VC. O que pensa sobre a homenagem a Elizabeth Bishop na Flip?
AR. Nesse momento, é uma escolha que reforça a subserviência do governo atual aos Estados Unidos e a admiração pela ditatura, que ela sempre deixou claro. Não é uma discussão sobre o mérito ou o talento dela como poeta. Isso para mim está fora de questão. O que eu acho lamentável é esse reforço à admiração pela ditadura e pelo império norte-americano. É o que esta escolha significa em um país que está cheio de grandes escritores e grandes escritoras que não ainda não foram homenageados pela Flip. Pela primeira vez, a pessoa homenageada não escrevia em português, não escrevia na nossa língua. E é justamente uma estrangeira que é representante dos imperadores do mundo e desse governo atual. Acho lamentável. Reforço que não tem nada a ver com a arte dela, algo que não está em questão. O que está em questão é a escolha do nome dela neste momento. É quase como um referendar o lugar da subserviência nacional.
VC. A que atribui a potência e alcance da música Socorro?
AR. É muito visceral, é muito verdadeiro. Saiu de um lugar muito profundo. Não que as outras letras que eu fiz não sejam verdadeiras, mas, efetivamente, quando a gente sofre muito, chega-se em um grau de insuportabilidade da dor que é como se tivéssemos anestesiados. Todas as pessoas conhecem isso em maior ou menor grau. Ter conseguido falar disso revela essa universalidade. É uma letra que conversa com todo mundo.
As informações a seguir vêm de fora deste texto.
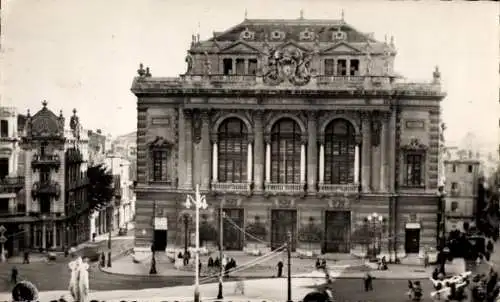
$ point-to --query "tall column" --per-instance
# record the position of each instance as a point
(205, 150)
(366, 157)
(259, 151)
(188, 151)
(268, 161)
(303, 163)
(383, 154)
(54, 235)
(392, 150)
(321, 163)
(44, 235)
(249, 163)
(215, 162)
(312, 151)
(357, 159)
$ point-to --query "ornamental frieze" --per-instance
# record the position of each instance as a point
(287, 65)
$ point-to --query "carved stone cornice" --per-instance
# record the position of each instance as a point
(321, 139)
(304, 139)
(312, 116)
(267, 138)
(358, 138)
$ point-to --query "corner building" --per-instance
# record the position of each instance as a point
(289, 124)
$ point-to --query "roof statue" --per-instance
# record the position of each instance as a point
(45, 124)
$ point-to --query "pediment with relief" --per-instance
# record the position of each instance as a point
(341, 47)
(160, 143)
(239, 47)
(414, 145)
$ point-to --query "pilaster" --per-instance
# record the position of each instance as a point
(383, 153)
(205, 150)
(312, 152)
(366, 152)
(259, 156)
(188, 150)
(391, 165)
(181, 154)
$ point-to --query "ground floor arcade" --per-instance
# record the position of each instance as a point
(331, 224)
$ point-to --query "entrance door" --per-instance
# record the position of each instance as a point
(160, 240)
(412, 241)
(283, 221)
(233, 229)
(337, 232)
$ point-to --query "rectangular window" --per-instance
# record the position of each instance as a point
(414, 170)
(159, 165)
(252, 66)
(329, 67)
(240, 66)
(227, 66)
(354, 69)
(4, 128)
(342, 67)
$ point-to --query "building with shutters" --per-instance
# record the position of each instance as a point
(289, 125)
(49, 210)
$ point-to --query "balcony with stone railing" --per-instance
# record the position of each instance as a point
(228, 187)
(11, 184)
(338, 188)
(285, 188)
(53, 161)
(50, 188)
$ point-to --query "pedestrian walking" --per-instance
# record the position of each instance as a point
(280, 269)
(26, 257)
(368, 281)
(14, 274)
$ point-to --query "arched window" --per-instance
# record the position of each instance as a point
(285, 152)
(340, 140)
(232, 151)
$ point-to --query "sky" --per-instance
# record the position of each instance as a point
(84, 54)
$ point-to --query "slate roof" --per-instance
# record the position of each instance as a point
(263, 28)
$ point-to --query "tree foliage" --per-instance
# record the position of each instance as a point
(100, 188)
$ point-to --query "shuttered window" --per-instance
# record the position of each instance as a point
(285, 152)
(339, 152)
(232, 151)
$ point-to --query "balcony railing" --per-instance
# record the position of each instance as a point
(341, 80)
(338, 188)
(11, 184)
(231, 187)
(45, 160)
(51, 188)
(289, 188)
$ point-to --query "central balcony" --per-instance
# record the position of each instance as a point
(50, 188)
(52, 161)
(234, 187)
(338, 188)
(284, 188)
(11, 184)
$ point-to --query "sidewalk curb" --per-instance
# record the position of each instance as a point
(263, 277)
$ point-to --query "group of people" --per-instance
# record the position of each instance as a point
(213, 264)
(485, 287)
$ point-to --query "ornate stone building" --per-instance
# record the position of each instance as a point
(289, 124)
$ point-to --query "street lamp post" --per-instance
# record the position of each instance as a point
(199, 201)
(221, 244)
(289, 260)
(375, 219)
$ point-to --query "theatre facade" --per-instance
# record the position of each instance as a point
(289, 125)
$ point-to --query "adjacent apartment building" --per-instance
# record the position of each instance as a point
(289, 124)
(49, 209)
(462, 177)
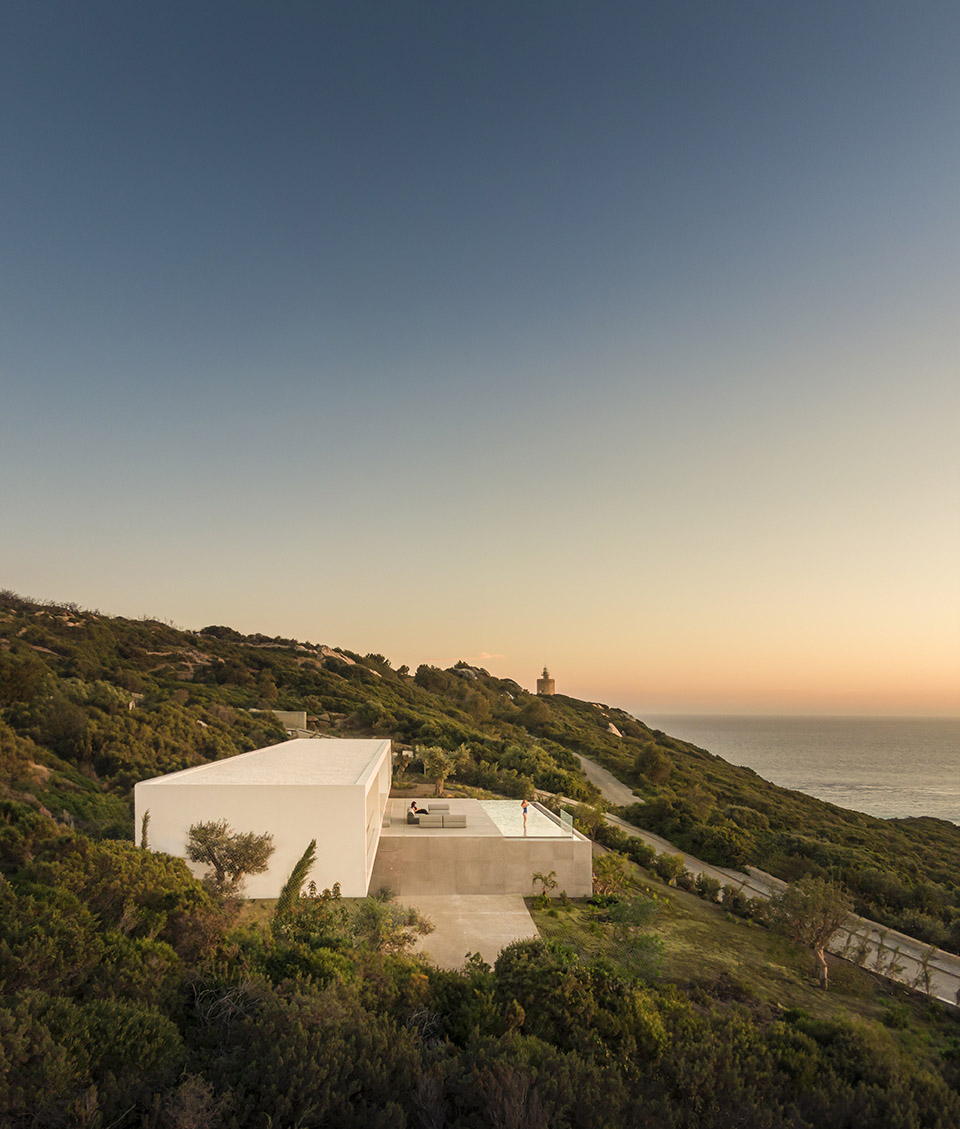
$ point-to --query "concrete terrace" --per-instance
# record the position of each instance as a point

Acho que o grande sonho do poeta é poder dar sentimentos, pensamentos que não são facilmente dizíveis para o maior número de pessoas possível. E neste caso específico eu acho que consegui.
VC. Quais as suas expectativas com o Navegar é Preciso?
AR. Não sou uma pessoa muito chegada a expectativas. Não projeto muito. Mas a mera possibilidade de estar trocando, compartilhando com outras pessoas que têm os mesmos interesses que eu numa experiência inovadora para mim só pode ser legal. Mesmo que não seja. Mesmo que o crocodilo nos persiga, mesmo que nem tudo sejam flores, ainda assim não tem como não ser bom.
VC. Como chegar tão bem aos 70 e poucos anos?
AR. Aceite os desafios, esteja sempre aberto para o novo e sempre disposto a começar alguma coisa.